Shows the distribution of syntelog categories.

.. figure:: /_static/images/tutorial/Hap1_2_Nipponbare.genome.renamed_genespace_pie_chart.svg
   :width: 70%
   :align: center
   :alt: Syntelog categories pie chart

**2. Combined Bar Plots** (``Hap1_2_Nipponbare.genome.renamed_genespace_combined_barplots.svg``)

Displays detailed statistics for each syntelog category.
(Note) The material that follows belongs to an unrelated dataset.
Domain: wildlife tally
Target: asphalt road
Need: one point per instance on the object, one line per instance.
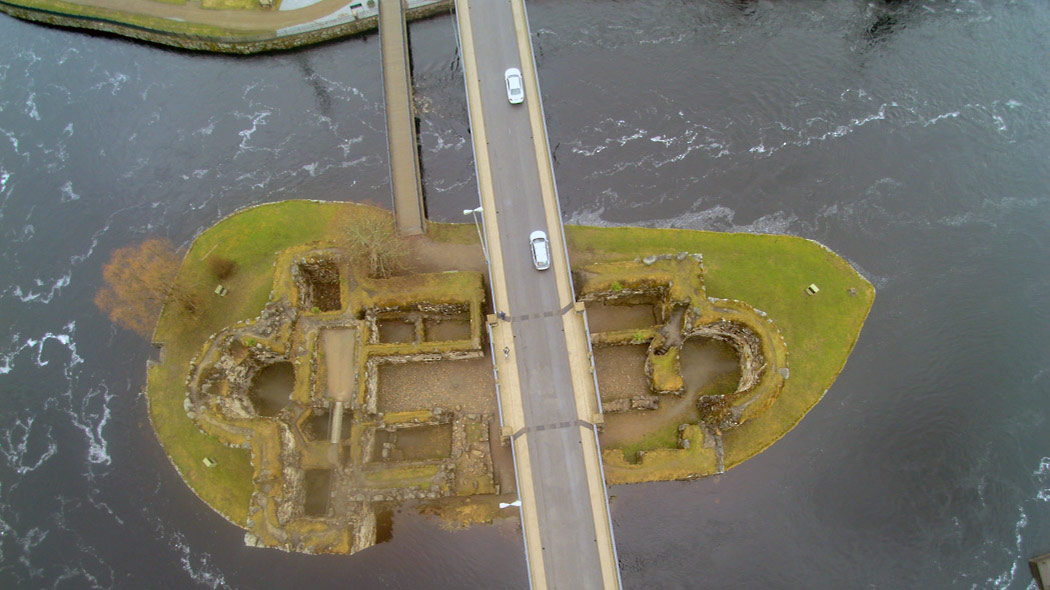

Exon lengths should be very similar between gene pairs since we used lifted annotations.

.. figure:: /_static/images/tutorial/Hap1_2_Nipponbare.genome.renamed_genespace_combined_barplots.svg
   :width: 100%
   :align: center
   :alt: Syntelog categories combined bar plots

Part 4: Long-Read RNA-Seq Analysis
----------------------------------

Step 4.1: Clone the Pipeline
*****************************

.. code-block:: bash

    git clone https://github.com/nadjano/longrnaseq

Step 4.2: Download RNA-Seq Data
********************************

Download the six RNA-seq samples from NCBI:

**Dataset:** `SRP576785 <https://www.ncbi.nlm.nih.gov/Traces/study/?acc=SRP576785&o=lep_sam_s%3Aa&s=SRR32998145,SRR32998146,SRR32998137,SRR32998141,SRR32998142,SRR32998143>`_

**Samples:**

* Three from "Early" tillering stage: SRR32998145, SRR32998146, SRR32998137
* Three from "Late" tillering stage: SRR32998141, SRR32998142, SRR32998143

Place all fastq files in the ``fastq/`` directory.
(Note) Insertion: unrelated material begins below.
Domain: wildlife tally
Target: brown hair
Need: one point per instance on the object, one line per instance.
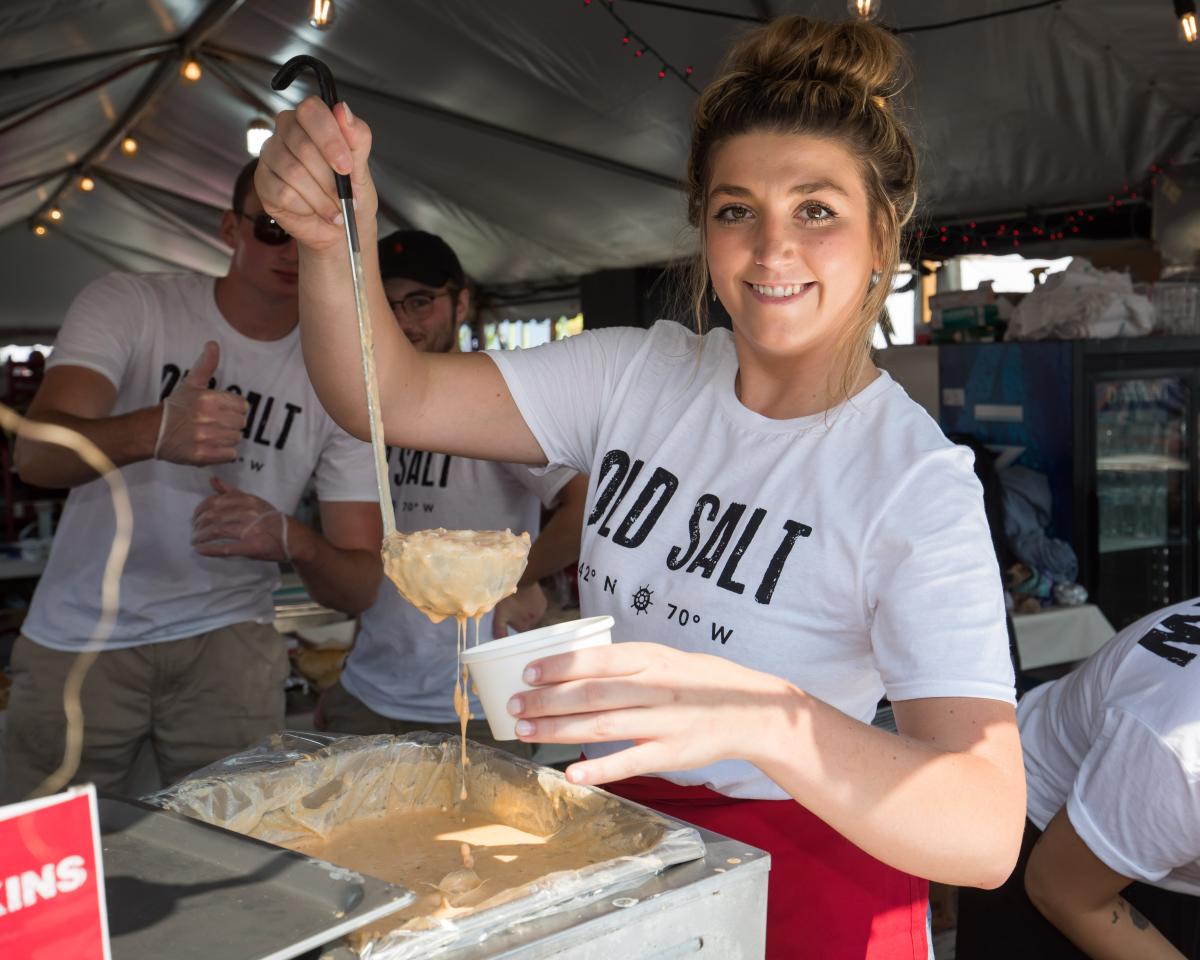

Step 4.3: Prepare Sample Sheet
*******************************

Create ``assets/sample.csv``:

.. code-block:: csv

    sample,fastq_1
    SRR32998137,fastq/SRR32998137.fastq
    SRR32998141,fastq/SRR32998141.fastq
    SRR32998142,fastq/SRR32998142.fastq
    SRR32998143,fastq/SRR32998143.fastq
    SRR32998145,fastq/SRR32998145.fastq
    SRR32998146,fastq/SRR32998146.fastq

Step 4.4: Add Organellar Genomes
*********************************

**Important:** Add organellar sequences (mitochondria and chloroplast) to your reference genome to prevent misalignment of organellar transcripts to the nuclear genome.
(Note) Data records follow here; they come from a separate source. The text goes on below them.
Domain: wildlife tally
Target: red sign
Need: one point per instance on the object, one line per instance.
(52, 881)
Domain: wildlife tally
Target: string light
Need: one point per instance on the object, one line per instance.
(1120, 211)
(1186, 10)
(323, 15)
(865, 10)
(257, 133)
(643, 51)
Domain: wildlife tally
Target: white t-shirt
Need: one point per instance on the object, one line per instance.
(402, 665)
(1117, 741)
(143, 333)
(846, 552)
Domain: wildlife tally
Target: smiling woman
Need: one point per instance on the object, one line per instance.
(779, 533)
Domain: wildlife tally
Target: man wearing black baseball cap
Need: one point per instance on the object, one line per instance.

Download organellar genomes from: https://www.ncbi.nlm.nih.gov/datasets/organelle/

Append these sequences to your reference fasta and add corresponding annotations to your gtf file.

.. _rice-longrnaseq-section:

Step 4.5: Run the longrnaseq Pipeline
***************************

.. code-block:: bash

    nextflow run main.nf -resume -profile singularity \
        --input assets/sample.csv \
        --outdir output_rice_Nip \
        --genome genome/Hap1_2_Nipponbare.renamed.organels.fasta \
        --gtf genome/Hap1_2_Nipponbare.genome.renamed.organels.standard.gtf \
        --centrifuge_db centrifuge/dbs_v2018/ \
        --sqanti_dir sqanti3/release_sqanti3 \
        --bg \
        --technology ONT \
        --skip_sqanti

.. note::
   The ``--skip_sqanti`` flag is used here; see https://github.com/nadjano/longrnaseq for additional details on SQANTI configuration.

**Expected runtime:** Approximately 4 hours on a server with 60 CPU cores and 200 GB RAM (runtime varies based on fastq file size and available resources).


Troubleshooting
****************

long-rnaseq pipeline issues:
* BAMBU: gene_ids in the gtf file are essential for BAMBU to work correctly. Ensure that your gtf file contains gene_id attributes for each transcript.